So we need to train our own nurses! Lots of them! More of them! Well, we do train them and as soon as they have the right set of certificates they do exactly the same as the EU nurses are doing. They bugger off. Because the UK is every bit as unwelcoming for young people as it is for foreigners. Having English as a first language guarantees a start in Canada of New Zealand where they also get the chance to own a home of their own rather than paying extortionate rent to some old landlord who has cashed in their equity release bribe.
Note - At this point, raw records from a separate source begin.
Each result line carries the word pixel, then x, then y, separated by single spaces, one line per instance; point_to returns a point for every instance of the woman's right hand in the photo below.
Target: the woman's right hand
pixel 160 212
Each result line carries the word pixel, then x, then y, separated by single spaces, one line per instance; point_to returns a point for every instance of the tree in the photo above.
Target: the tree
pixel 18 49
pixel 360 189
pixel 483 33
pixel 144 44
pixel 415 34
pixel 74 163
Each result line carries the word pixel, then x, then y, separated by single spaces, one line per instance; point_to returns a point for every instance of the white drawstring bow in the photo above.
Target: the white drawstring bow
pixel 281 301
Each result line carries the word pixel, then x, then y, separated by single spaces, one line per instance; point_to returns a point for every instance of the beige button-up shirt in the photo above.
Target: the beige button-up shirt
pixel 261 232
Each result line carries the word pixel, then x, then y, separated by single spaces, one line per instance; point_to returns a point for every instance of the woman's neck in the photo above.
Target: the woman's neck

Then there is the whole thing with universities. This is one of the few things we have to sell which the rest of the world wants to buy. We make billions out of all the smart young people who come from all over the world to attend our universities. And it is a win, win as these very same young people actually pay for the privilege of coming here to carry out the kind of research we need to keep us hanging on in there as a first world nation.

Well the oldies didn't like that. They weren't having any of it. Far too many brown faces on the bus. Some of them even laughing!

Well they won't have to worry about it for much longer. Applications from foreign students have gone the same way as applications from EU nurses. 

You got it. Down by 94%

Professors who have been working here for thirty years and more are getting heavy duty letters from the Home Office telling them they need to make preparations to leave the UK.

Wonderful. Brexit means less nurses and collapsing universities. Perfect. It would be nice if the media gave any of this any coverage, but they don't of course because their old readers don't want to hear it. So they talk about who killed Princess Diana instead.

I can't help but wonder how many medical scientists are in the same boat as my man in the Kenyan bar. Wondering what if.....?

I wonder if they sometimes picture what a world would look like if the average life span was still three score and ten? Who knows?

I guess the only answer is for us to give up our right to vote on the very same day we draw our state pension. And that of course will never happen so it seems we are doomed to put up with more of the same until the patience of the young finally runs out and the pavements glitter with broken glass. Eventually the young will get tired of being screwed over all the time. Then what? Then we will all be in the hands of twenty first century versions of Leon Trotsky and Che Guevarra. It might be a brave new world or it might be a bloody nightmare. History tells us the latter is rather more likely. I for one would be more than happy to give up my vote when I hit 66 to give democracy the chance of working again.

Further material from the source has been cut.